Like these cookies, this chicken quinoa bowl recipe is another one of those recipes that I’ve made again and again, tweaking as I go. The original recipe is from Betty Crocker–you can check it out here. I’ve made it a little easier each time I’ve made it and, in my humble opinion, a little tastier, plus I’ve adapted to be safe for the elimination phase of the low-FODMAP diet. Hooray!There’s a few things I love about this recipe. First, I often think of chicken dishes as kind of boring, but this is definitely not boring. I’m always impressed by how flavorful the chicken turns out by sauteeing it in a little bit of garlic oil with paprika, oregano and salt. I also have mixed feelings about quinoa, but I think the flavor of the quinoa works really well in this dish, pairing nicely with the fresh veggies and feta.

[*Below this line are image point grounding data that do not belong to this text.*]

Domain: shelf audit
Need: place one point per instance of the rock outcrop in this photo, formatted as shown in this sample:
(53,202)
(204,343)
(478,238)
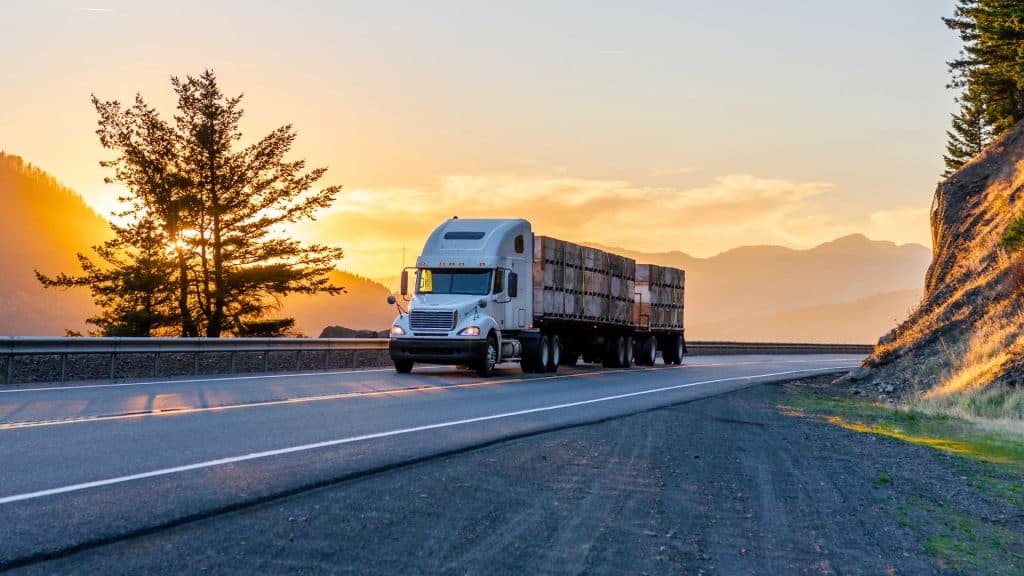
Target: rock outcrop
(968,332)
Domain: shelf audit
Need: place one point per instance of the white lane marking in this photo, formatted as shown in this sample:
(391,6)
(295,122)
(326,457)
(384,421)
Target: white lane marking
(183,410)
(375,436)
(342,373)
(186,381)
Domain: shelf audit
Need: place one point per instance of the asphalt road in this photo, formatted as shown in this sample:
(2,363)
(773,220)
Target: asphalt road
(86,464)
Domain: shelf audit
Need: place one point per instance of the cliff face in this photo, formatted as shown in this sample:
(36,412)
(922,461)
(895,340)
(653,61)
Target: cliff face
(968,333)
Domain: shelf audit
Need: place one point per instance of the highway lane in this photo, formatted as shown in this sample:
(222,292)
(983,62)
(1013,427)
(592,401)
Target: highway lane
(86,464)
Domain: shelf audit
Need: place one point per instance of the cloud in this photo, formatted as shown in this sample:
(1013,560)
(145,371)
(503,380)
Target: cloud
(730,210)
(659,172)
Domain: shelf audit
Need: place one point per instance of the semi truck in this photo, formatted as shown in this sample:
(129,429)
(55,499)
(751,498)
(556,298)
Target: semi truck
(488,291)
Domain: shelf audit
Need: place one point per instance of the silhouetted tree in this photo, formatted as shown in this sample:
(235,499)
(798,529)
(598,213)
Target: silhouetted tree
(131,283)
(970,134)
(206,219)
(989,71)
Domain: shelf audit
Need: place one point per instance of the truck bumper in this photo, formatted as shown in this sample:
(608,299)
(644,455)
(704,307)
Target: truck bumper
(436,351)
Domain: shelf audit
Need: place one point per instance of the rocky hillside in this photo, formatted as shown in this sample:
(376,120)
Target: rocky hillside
(968,334)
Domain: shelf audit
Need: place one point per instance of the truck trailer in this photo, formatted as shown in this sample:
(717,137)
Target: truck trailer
(488,291)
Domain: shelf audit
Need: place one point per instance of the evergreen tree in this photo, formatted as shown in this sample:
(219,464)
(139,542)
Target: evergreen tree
(204,249)
(970,134)
(989,72)
(130,285)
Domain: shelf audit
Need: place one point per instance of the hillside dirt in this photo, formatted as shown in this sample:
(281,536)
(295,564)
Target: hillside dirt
(968,331)
(737,484)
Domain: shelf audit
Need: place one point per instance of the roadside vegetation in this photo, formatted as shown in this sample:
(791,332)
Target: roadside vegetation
(984,459)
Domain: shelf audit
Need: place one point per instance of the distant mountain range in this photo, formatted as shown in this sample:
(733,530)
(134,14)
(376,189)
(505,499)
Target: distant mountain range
(848,290)
(852,289)
(43,224)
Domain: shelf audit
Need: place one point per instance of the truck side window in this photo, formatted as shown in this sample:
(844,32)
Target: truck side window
(499,281)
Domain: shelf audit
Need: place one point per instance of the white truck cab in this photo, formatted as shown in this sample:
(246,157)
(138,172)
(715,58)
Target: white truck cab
(486,291)
(471,286)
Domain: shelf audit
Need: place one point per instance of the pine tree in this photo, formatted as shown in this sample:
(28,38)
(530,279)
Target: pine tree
(130,285)
(204,249)
(970,134)
(989,71)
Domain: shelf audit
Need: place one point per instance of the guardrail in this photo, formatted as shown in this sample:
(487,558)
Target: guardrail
(311,354)
(13,347)
(711,348)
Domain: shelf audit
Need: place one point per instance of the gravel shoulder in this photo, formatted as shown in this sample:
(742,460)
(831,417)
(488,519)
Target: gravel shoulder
(736,484)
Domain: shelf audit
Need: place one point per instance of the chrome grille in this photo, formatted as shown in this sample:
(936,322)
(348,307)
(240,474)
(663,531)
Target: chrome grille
(432,320)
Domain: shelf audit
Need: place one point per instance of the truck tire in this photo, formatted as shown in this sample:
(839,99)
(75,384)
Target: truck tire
(614,352)
(536,355)
(569,355)
(554,354)
(673,352)
(648,352)
(485,364)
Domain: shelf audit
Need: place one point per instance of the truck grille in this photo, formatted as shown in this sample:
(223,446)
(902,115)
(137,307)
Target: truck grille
(431,320)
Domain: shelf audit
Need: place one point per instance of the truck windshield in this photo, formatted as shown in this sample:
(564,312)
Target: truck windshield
(433,281)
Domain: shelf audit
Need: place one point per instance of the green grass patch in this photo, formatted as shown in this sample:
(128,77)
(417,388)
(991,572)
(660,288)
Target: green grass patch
(950,435)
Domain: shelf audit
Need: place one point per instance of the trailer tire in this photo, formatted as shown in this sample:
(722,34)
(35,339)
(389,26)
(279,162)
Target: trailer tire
(673,352)
(554,354)
(648,352)
(569,355)
(614,352)
(485,364)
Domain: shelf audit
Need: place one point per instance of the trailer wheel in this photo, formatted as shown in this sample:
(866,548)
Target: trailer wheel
(569,355)
(649,351)
(554,354)
(485,364)
(614,352)
(673,353)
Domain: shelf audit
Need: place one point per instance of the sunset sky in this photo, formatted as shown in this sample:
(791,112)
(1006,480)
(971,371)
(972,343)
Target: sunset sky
(682,125)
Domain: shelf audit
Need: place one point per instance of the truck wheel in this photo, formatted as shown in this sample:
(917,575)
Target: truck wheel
(569,355)
(554,354)
(649,351)
(673,353)
(613,353)
(485,365)
(677,341)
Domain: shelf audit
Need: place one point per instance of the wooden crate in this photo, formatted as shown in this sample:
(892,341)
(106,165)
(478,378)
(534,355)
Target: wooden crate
(573,282)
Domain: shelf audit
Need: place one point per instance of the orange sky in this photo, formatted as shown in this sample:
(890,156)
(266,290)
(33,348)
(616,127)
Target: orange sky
(652,125)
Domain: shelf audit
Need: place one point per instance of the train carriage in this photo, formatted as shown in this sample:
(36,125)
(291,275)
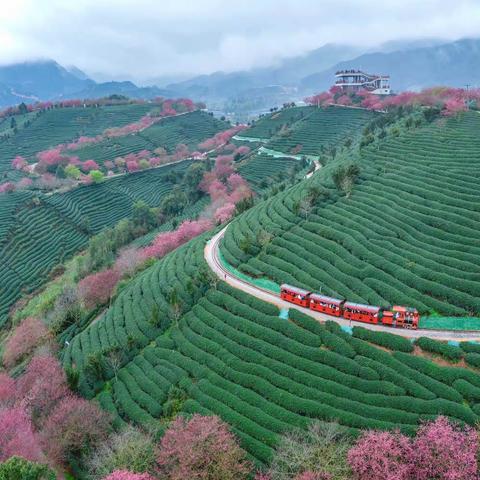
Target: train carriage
(361,313)
(295,295)
(328,305)
(401,317)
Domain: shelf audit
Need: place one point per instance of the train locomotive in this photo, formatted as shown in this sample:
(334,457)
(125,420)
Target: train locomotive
(393,316)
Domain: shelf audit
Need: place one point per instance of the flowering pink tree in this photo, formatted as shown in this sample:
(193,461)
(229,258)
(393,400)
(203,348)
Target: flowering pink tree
(24,183)
(224,213)
(126,475)
(128,260)
(243,150)
(313,476)
(444,450)
(41,387)
(18,163)
(381,455)
(74,427)
(8,390)
(201,448)
(132,166)
(97,288)
(89,165)
(30,333)
(168,241)
(17,436)
(7,187)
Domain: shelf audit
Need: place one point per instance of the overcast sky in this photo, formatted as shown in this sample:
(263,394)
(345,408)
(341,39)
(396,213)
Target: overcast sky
(144,39)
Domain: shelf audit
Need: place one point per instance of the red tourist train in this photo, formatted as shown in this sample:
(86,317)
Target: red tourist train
(396,316)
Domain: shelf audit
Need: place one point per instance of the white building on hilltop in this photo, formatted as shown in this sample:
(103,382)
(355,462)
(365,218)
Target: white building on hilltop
(354,80)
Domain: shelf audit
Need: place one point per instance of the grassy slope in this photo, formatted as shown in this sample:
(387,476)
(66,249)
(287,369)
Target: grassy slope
(190,129)
(61,125)
(37,232)
(408,234)
(233,356)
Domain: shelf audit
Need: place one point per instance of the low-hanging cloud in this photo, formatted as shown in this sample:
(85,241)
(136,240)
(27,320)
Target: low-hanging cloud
(145,39)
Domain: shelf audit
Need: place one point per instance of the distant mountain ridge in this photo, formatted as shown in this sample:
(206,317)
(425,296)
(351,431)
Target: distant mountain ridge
(411,64)
(47,80)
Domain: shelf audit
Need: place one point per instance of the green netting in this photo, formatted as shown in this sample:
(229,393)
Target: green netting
(450,323)
(259,282)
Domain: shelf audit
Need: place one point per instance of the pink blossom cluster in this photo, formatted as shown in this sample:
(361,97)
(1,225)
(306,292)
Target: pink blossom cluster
(40,419)
(440,449)
(449,100)
(201,448)
(168,241)
(7,187)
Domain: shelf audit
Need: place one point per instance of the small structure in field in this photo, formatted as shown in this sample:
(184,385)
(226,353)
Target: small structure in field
(355,80)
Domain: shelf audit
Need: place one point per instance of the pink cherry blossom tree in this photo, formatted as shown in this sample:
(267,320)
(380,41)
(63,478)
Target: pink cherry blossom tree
(379,455)
(126,475)
(444,450)
(41,387)
(17,436)
(29,334)
(74,427)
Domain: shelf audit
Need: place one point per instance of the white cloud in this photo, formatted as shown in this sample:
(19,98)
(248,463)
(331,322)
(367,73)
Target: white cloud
(150,38)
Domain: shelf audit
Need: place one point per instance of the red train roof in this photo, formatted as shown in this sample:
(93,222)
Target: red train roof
(323,298)
(290,288)
(359,306)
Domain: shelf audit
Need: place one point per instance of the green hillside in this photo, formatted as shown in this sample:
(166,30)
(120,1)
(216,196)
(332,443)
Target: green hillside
(190,129)
(408,234)
(40,231)
(232,355)
(60,125)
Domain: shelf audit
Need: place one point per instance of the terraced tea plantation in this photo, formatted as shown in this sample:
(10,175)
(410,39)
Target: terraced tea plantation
(270,125)
(233,356)
(60,125)
(322,129)
(407,235)
(40,231)
(190,129)
(261,170)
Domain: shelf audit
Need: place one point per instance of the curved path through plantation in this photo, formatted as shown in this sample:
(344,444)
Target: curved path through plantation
(213,259)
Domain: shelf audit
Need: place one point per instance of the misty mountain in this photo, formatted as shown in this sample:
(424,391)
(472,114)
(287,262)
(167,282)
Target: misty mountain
(455,64)
(47,80)
(288,73)
(412,64)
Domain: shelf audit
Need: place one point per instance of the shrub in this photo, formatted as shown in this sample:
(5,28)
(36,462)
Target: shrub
(388,340)
(201,448)
(448,351)
(17,436)
(126,475)
(30,333)
(320,450)
(42,386)
(380,456)
(17,468)
(96,289)
(473,359)
(8,390)
(73,428)
(129,449)
(444,450)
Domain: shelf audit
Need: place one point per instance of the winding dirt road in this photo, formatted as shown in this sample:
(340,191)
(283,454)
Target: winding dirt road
(212,257)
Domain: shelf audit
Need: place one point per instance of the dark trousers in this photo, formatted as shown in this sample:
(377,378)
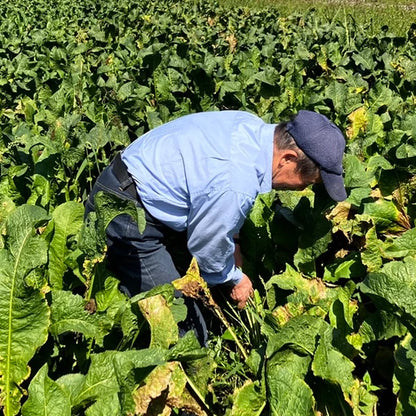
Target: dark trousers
(142,261)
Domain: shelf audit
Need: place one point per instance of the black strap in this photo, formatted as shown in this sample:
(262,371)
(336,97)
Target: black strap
(126,181)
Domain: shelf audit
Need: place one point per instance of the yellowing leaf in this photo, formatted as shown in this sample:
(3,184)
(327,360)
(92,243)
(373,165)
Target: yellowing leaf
(163,328)
(164,389)
(358,122)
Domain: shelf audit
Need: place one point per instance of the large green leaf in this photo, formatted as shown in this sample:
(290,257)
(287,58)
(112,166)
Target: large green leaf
(46,397)
(394,284)
(24,313)
(68,219)
(69,313)
(405,377)
(287,392)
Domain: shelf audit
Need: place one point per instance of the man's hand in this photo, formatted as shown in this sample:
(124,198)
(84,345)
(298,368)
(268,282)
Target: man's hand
(242,291)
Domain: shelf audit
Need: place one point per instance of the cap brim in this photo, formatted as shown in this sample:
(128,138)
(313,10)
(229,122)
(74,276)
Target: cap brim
(334,185)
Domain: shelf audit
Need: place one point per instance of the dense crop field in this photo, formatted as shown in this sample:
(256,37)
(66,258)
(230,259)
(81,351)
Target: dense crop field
(397,15)
(330,328)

I also love fresh tomato recipes. And this is the perfect time for a fresh tomato recipe!I always think it’s funny when people start transitioning to full-on pumpkin mode on September 1. Pumpkins are great, but tomatoes, cucumbers, summer squash, peppers, and other summer veggies are still going strong through September. I’d rather save the pumpkin ’til October, myself. Just my little two cents.
Anyway…if your garden’s got tomatoes and cucumbers growing out the ears or you can’t resist buying a great big stack of ’em at the farmers’ market, I recommend giving this easy gluten-free and allergy-friendly recipe a try.
For dairy-free, simply omit the feta.
- 1 cup dry quinoa
- 1.5 cups water
- 2 medium tomatoes
- 1 medium cucumber
- 1/3 cup diced green onion stems
- 1/2 lemon
- 1 Tbsp. olive oil
- 1 tsp. dried oregano leaves, divided
- 3/4 tsp. salt, divided
- 1 Tbsp. garlic-infused oil
- 1 large chicken breast
- 1/4 tsp. paprika
- 1/4 tsp. black pepper
- Feta cheese, for topping
- Add the quinoa and water to a saucepan and bring to a boil. Reduce the heat to low, cover, and simmer for 12 minutes.
- Meanwhile, dice the tomatoes, cucumber and green onion. Toss in a medium bowl with the olive oil, juice of the half lemon, 1/2 tsp. oregano and 1/4 tsp. salt. Set aside.
- Dice the chicken breast into chunks. Heat the garlic-infused oil in a large frying pan over medium-high heat. Add the chicken and sautee, seasoning with the paprika, black pepper, 1/2 tsp. salt and 1/2 tsp. oregano. Turn chicken to ensure even cooking on all sides.
- Distribute the quinoa, chicken and salad among bowls. Sprinkle everything with feta cheese.